There are both Greek and Latin sources for the fable. They tell of a hunted animal that asks a man to hide it. When the hunters enquire if he has seen their quarry, he says he has not but indicates the hiding place by pointing to it or looking at it. The hunters take him at his word, however, and ride off. When the animal emerges, it reproaches the man for his double-dealing. Most Greek accounts make the animal a fox who appeals to a woodman. In the Latin poem of Phaedrus the hunted animal is a hare (lepus) who appeals to a herdsman. Later Latin versions mistake the name and make the animal a wolf (lupus). It was therefore told of a wolf in the earliest printed collections of Aesop's fables in the 15th century.

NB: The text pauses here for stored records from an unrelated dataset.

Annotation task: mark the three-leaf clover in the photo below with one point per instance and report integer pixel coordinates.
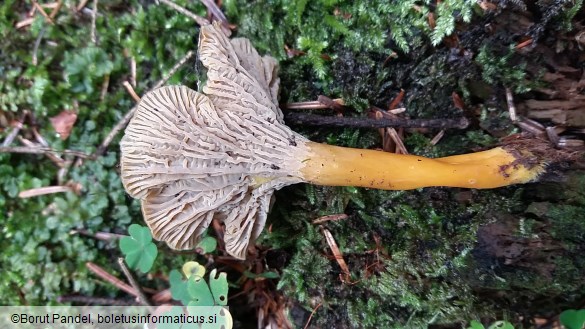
(573, 319)
(138, 248)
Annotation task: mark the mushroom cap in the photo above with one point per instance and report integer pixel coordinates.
(191, 157)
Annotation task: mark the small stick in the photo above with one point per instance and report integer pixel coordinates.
(142, 298)
(319, 120)
(524, 44)
(43, 191)
(56, 9)
(396, 100)
(81, 5)
(553, 136)
(336, 252)
(103, 236)
(41, 150)
(397, 110)
(40, 9)
(311, 105)
(200, 20)
(52, 156)
(400, 148)
(122, 123)
(16, 127)
(24, 23)
(105, 86)
(93, 17)
(131, 91)
(162, 297)
(133, 72)
(511, 106)
(311, 316)
(438, 137)
(330, 103)
(97, 270)
(327, 218)
(36, 46)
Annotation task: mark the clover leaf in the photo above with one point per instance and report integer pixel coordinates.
(199, 292)
(138, 248)
(193, 268)
(219, 287)
(573, 319)
(206, 245)
(179, 287)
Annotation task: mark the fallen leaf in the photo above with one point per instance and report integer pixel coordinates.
(63, 123)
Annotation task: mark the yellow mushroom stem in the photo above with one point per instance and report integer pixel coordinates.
(340, 166)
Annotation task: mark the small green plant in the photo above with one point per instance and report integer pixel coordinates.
(194, 291)
(497, 68)
(138, 249)
(496, 325)
(573, 319)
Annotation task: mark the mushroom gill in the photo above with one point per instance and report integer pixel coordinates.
(191, 157)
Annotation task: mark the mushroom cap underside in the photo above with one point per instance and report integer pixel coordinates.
(190, 163)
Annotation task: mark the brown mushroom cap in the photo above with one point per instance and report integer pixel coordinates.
(192, 157)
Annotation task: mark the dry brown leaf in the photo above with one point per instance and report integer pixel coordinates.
(63, 123)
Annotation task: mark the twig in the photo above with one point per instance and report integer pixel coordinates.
(337, 254)
(523, 44)
(88, 300)
(103, 236)
(400, 148)
(438, 137)
(47, 190)
(81, 5)
(16, 127)
(36, 47)
(24, 23)
(131, 91)
(41, 150)
(133, 72)
(122, 123)
(133, 283)
(161, 297)
(97, 270)
(40, 9)
(327, 218)
(51, 155)
(311, 105)
(105, 86)
(511, 106)
(319, 120)
(311, 316)
(56, 9)
(93, 17)
(200, 20)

A rather different version of the fable is ascribed to Aesop by the 2nd century philosopher Maximus of Tyre in his Dissertations. A lion pursuing a stag asks a shepherd if he has seen it. The man says he has not but points to the stag's hiding place, where it is killed by the lion. A fox then denounces the man as a servile coward. Maximus applies the story to the taking of contradictory philosophical positions, but later writers see it as an illustration of hypocritical behaviour. The 16th century Neo-Latin poets Hieronymus Osius and Pantaleon Candidus both treated the fox version of the fable and commented on the discordant behaviour of saying one thing and doing another. Writing in the tradition of emblem books, Johannes Posthius brought out an illustrated Aesopi Fabulae (1566) in which a German verse treatment of the fables was prefaced by a short poem in Latin summing up the moral gist of each. Fable 127 deals with the Fox and the Woodman (Vulpes et lignator) and declares that, if you want a trustworthy reputation, word and hand should agree.

The fable was also included in Poggio's prose collection of humorous anecdotes, the Facetiae, written during the 1450s. He too saw it as an illustration of hypocritical behaviour, while Roger L'Estrange, one of the few to record the fable in English after William Caxton, comments that 'Conscience is as answerable for his Fingers as for his Tongue'.